Résultats principaux
1. Essais humains
- Niveaux de BDNF : Ni la supplémentation aiguë ni celle de 14 jours n’ont significativement modifié les niveaux plasmatiques ou sériques de BDNF.
- Fonction cognitive : Le supplément cétonique n’a eu aucun effet significatif sur les performances aux tâches Flanker, Stroop et DSST.
- Flux sanguin cérébral : Aucun effet significatif du supplément cétonique sur la vitesse du flux sanguin ou le diamètre vasculaire des artères carotides internes, communes et vertébrales.
2. Essais sur les rongeurs
- Signalisation du BDNF : Ni la supplémentation aiguë ni chronique n’ont significativement modifié la teneur en BDNF ou ses voies de signalisation dans le cortex préfrontal et l’hippocampe.
- Fonction cognitive : Aucun effet significatif du supplément cétonique sur les performances au test de reconnaissance d’objet nouveau.
- Traitement de l’APP : La supplémentation aiguë a réduit l’activité de la BACE1 dans le cortex préfrontal mais augmenté cette activité dans l’hippocampe. La supplémentation chronique a diminué l’activité de la BACE1 dans le cortex préfrontal des souris sous régime hyperlipidique.
Conclusions et implications
Cette étude explore systématiquement pour la première fois l’impact des suppléments exogènes de corps cétoniques sur la signalisation du BDNF, la fonction cognitive et le traitement de l’APP chez les patients atteints de DT2 et les rongeurs résistants à l’insuline. Les résultats montrent que, qu’il soit aigu ou à court terme, le supplément cétonique n’améliore ni les niveaux de BDNF ni la fonction cognitive. Cependant, la modulation de l’activité de la BACE1 par le supplément cétonique suggère son potentiel en tant que stratégie thérapeutique pour prévenir ou retarder la progression de la maladie d’Alzheimer. Des recherches futures avec des interventions plus longues ou des doses plus élevées pourraient être nécessaires pour valider davantage son utilité clinique.
Points forts de l’étude
- Recherche interspécifique : Cette étude fournit des preuves complètes grâce à des essais parallèles chez l’humain et les rongeurs.

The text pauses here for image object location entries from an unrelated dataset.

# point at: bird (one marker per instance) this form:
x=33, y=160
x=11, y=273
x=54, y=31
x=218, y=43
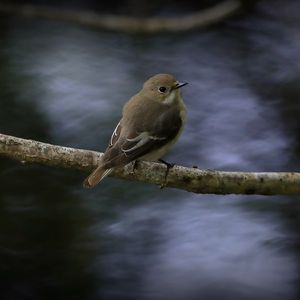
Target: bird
x=152, y=121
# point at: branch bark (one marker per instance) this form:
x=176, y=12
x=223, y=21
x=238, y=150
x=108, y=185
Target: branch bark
x=201, y=19
x=189, y=179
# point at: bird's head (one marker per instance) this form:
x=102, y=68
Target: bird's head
x=163, y=88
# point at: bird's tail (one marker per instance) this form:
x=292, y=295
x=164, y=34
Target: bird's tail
x=96, y=176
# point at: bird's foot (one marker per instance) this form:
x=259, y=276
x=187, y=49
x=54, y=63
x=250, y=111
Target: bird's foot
x=134, y=165
x=169, y=166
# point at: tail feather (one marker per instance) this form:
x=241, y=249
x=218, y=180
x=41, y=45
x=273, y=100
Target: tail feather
x=96, y=176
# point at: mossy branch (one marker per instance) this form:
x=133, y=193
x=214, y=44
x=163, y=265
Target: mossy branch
x=201, y=19
x=189, y=179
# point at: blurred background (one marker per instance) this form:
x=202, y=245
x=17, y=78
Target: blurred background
x=65, y=84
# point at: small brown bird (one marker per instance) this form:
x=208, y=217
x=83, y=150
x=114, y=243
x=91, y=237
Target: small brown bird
x=151, y=123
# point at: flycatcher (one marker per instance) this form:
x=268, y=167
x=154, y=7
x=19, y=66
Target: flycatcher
x=151, y=123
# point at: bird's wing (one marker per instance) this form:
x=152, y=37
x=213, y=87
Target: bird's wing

- Évaluation complète de la voie de signalisation du BDNF : Première évaluation exhaustive de la teneur en BDNF et de ses voies de signalisation dans des interventions aiguës et chroniques.

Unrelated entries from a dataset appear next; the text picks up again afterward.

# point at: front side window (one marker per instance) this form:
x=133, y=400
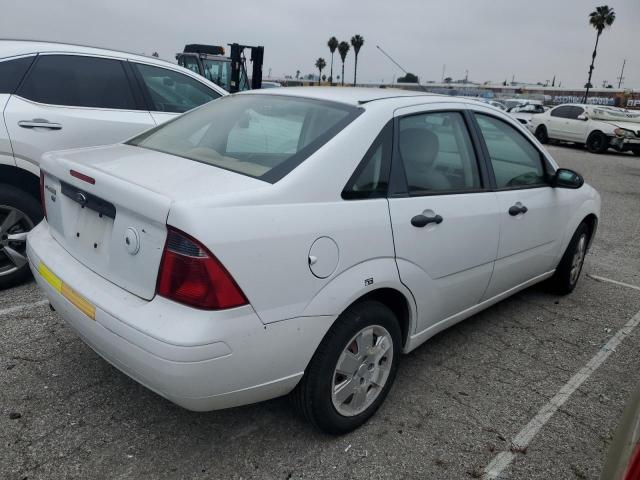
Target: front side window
x=173, y=92
x=262, y=136
x=515, y=161
x=437, y=153
x=12, y=71
x=78, y=81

- Découverte sur l’activité de la BACE1 : Première découverte de la modulation de l’activité de la BACE1 par le supplément cétonique, ouvrant de nouvelles perspectives pour le traitement de la maladie d’Alzheimer.
Autres informations précieuses
Les limites de cette étude incluent l’évaluation de domaines cognitifs spécifiques, ce qui pourrait être élargi dans des recherches futures. De plus, l’étude s’est concentrée uniquement sur des souris mâles, laissant place à des investigations futures sur les différences entre sexes dans la réponse aux suppléments cétoniques.